7. Question of a Church funeral in case of request for euthanasia in restricted freedom
Suffering from a serious, incurable, physical illness may have an influence on the psyche. Even if judgement itself is still intact, it may happen that people choose euthanasia or medical assistance with suicide, because the are captured by fear or stress. These can be factors which restrict inner freedom and therefore decrease the responsibility of those involved. If there are indications that the choice for euthanasia or assistance with suicide has not been made in full freedom, a Church funeral may be allowed, based on a prudent consideration of all factors involved – if necessary in consultation with ordinarius loci.
Regarding these instruction, the only conclusion seems to be that Father van der Sluis acted fully within his rights as a priest. The only thing that may be brought against him, and this is wholly hypothetical, is that the decision not to allow a Church funeral in this case, was made in haste. But there is no proof of that. Father van der Sluis says that he informed the family of the deceased person about the Church’s teachings regarding euthanasia and palliative care.
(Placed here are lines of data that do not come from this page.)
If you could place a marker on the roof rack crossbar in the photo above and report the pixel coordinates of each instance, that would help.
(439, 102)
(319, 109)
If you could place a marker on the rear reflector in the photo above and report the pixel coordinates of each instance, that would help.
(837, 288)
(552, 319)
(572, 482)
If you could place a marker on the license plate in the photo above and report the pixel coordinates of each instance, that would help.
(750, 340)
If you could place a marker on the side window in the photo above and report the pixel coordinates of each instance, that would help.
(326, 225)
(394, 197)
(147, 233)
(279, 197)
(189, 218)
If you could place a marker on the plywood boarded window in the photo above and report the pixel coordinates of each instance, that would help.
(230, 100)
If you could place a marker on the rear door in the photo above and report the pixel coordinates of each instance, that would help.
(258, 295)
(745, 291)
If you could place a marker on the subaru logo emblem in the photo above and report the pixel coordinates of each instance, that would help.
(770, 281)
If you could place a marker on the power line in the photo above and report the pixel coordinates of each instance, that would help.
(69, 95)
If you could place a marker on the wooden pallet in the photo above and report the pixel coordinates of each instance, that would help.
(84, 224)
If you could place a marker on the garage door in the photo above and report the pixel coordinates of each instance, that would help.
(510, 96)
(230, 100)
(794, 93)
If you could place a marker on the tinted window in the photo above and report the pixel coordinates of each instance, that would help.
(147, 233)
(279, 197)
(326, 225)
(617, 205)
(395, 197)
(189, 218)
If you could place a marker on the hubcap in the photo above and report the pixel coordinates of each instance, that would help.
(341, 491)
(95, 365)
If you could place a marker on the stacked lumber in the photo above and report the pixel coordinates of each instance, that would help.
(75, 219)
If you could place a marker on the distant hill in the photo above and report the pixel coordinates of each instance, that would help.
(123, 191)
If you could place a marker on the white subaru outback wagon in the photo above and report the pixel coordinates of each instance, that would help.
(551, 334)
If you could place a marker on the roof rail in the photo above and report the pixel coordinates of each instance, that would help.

It is sad to see that a priest who acts fully within his rights and according to his duties – not by his own rules, but according to those he represents – is branded an ultra-conservative. Father van der Sluis deserves full support. It is not a nice decision to have to take, anyone will agree with that, but it is even worse to hide the teachings of the Church – teachings that protect the sanctity of life – in order to keep things quiet and easy.
In the meantime, the parish council of Fr. van der Sluis’ parish has declared that they no longer want to continue working with him. It is almost as if they think that the priest works for them.